Virginity is a cultural value of that old modus operandi designated to women by men, like a proprietary gauntlet around their sexual behavior. With that in mind, what is the fastest way to cheapen a woman? It is to remove that value.
What I found even more interesting is when I meet women who are virgins (I met quite a few) passing judgment on other women for “whoring” themselves by having a few relationships. Then the conversation shifts into another debate on the topic, “What is the cut-off number of relationships a woman could have before she is considered a ‘whore’?” One?
You think I’m exaggerating?
And what? Am I supposed to believe that virginity is as important as a LinkedIn profile?
I know what’s important in today’s world. But what the hell is my big beef with virginity?
Look, I’m not being iconoclastic by rubbing the Assyrian culture’s nose in the mud. (or am I?) What I am talking about here is the evolution of old world cultures after a new generation arrives in America. My father dated only my mother, I on the other hand, have dated many girls. Each generation pushes the process of assimilation further on towards the Liberal horizon.
Stop and think for a few seconds. We are in the 21st century. As humans, we are at the edge of evolution from Homo Sapiens to Homo Deus.
Here I am, a guy who lives in Chicago, a major American Cosmopolitan city being maneuvered into a fixed marriage, and at the same time deeply engaged in my own philosophical debate on the value of virginity vs. a LinkedIn profile.
My episode represents a close-up view of a transformation in the Assyrian cultural scene. I find it to be hilarious.
The old mentality in the Assyrian community is so impressed by the moral principle of virginity that other values get forgotten or overlooked. Things such as education (never reads), character (always negative), a potential for growth (lazy), lifelong learning (careless about self-improvement), financial responsibility (mountain of credit card debt), and physical fitness (gym is a tourist attraction).
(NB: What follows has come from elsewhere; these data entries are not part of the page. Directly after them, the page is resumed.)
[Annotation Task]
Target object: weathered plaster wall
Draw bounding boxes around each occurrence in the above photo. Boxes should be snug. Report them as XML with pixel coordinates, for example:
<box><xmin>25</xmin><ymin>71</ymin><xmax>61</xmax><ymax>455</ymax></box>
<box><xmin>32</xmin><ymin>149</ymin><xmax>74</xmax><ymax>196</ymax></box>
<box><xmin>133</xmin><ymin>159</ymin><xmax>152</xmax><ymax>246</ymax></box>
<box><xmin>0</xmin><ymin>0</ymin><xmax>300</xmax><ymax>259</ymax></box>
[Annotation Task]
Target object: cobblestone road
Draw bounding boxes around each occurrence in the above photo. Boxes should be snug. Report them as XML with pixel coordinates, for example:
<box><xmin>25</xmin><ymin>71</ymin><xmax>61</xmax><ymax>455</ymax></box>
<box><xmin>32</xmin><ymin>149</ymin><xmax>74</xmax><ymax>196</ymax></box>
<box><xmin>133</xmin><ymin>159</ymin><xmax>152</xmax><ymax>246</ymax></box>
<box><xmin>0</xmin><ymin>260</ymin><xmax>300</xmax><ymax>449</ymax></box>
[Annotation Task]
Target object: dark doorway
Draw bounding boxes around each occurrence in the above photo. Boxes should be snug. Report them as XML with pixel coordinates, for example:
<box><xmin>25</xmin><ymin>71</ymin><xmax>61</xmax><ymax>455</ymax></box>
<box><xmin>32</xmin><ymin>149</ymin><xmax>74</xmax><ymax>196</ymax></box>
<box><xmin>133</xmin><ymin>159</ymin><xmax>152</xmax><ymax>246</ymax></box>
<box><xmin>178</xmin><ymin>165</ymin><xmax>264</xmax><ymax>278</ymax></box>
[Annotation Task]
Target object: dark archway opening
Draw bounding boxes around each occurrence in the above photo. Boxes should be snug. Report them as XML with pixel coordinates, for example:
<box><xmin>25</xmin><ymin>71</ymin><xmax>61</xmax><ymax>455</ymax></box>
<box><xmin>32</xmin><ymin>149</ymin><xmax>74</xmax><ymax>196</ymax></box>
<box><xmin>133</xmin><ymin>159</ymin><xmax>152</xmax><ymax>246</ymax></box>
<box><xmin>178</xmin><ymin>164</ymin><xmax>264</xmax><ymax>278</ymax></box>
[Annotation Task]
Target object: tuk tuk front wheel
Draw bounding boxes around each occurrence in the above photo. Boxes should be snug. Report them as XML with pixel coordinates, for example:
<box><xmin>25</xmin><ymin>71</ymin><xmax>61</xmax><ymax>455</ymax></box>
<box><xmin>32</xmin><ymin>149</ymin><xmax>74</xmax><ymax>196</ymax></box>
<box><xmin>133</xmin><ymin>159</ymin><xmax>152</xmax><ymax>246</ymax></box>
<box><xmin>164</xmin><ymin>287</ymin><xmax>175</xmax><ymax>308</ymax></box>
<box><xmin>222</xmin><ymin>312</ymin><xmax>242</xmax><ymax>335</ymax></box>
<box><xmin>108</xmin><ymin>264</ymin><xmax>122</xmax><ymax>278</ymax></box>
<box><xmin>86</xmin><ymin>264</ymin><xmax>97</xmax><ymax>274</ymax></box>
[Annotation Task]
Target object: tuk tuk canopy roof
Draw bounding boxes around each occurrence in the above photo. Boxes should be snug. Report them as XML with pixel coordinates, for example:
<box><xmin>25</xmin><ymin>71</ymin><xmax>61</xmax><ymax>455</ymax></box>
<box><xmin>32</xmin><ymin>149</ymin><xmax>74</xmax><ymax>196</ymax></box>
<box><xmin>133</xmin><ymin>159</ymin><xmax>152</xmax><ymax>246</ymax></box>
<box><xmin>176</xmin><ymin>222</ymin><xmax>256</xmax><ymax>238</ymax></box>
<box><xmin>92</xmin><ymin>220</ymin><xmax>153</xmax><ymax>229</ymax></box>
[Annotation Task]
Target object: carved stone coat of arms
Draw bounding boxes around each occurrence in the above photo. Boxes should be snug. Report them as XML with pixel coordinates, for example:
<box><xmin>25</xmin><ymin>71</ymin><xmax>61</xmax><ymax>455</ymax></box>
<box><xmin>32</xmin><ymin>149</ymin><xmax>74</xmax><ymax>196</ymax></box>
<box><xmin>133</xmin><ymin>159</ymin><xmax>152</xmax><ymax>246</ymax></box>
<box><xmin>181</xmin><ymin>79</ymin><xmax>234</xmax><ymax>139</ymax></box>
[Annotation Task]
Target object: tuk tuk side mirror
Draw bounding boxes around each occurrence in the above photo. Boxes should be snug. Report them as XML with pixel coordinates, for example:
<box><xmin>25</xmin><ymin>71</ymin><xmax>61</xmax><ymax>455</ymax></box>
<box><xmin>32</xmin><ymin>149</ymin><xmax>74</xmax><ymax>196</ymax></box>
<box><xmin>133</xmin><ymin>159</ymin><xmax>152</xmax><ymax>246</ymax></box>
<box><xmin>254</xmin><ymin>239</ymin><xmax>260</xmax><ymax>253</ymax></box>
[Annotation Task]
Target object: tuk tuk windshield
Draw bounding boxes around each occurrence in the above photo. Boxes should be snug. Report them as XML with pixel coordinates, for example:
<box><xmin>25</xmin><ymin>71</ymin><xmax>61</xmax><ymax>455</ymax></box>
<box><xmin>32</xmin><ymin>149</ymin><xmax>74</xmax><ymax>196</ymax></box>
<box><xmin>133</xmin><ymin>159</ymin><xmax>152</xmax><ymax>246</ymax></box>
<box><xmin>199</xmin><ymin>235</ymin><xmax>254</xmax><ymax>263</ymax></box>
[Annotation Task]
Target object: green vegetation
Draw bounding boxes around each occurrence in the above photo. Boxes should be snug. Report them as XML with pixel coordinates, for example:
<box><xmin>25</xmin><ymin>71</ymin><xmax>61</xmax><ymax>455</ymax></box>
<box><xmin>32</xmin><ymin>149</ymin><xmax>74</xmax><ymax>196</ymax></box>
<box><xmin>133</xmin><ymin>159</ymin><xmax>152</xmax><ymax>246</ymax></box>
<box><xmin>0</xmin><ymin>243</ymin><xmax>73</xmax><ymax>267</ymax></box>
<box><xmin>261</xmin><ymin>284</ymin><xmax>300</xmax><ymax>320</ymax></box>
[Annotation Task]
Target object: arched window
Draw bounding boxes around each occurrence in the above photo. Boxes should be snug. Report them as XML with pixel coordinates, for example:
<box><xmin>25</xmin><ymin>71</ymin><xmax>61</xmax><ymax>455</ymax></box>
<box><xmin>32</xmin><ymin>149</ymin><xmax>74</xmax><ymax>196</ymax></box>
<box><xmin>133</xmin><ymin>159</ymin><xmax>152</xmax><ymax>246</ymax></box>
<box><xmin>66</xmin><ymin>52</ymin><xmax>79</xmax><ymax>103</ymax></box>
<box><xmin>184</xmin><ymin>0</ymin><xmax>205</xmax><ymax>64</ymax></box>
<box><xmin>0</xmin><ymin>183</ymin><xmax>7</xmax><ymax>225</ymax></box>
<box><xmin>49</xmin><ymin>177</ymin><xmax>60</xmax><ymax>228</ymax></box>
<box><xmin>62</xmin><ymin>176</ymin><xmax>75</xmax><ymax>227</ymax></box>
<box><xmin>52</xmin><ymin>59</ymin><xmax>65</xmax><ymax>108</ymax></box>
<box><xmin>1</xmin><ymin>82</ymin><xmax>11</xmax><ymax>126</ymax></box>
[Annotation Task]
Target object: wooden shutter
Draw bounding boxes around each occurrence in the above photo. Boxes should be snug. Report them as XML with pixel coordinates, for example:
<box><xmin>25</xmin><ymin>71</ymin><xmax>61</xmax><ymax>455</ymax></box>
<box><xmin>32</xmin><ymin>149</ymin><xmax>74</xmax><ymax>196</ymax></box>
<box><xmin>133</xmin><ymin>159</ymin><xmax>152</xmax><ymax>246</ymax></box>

If you were looking over your list of profiles, and under her name, in the “about me” section, the attributes listed included “VIRGIN” in big capital letters, followed by the above list (I never read, I’m always negative, I’m lazy…) how fast would you swipe left on the new SurayeSwipe App? (Yes. That is a real app.)
Did I mention that one of the four finalists competing to colonize Mars is an Iraqi woman? Look how far did she’s willing to go to escape her cultural requirement for virginity. I bet she has a LinkedIn profile. I should be dating an astronaut.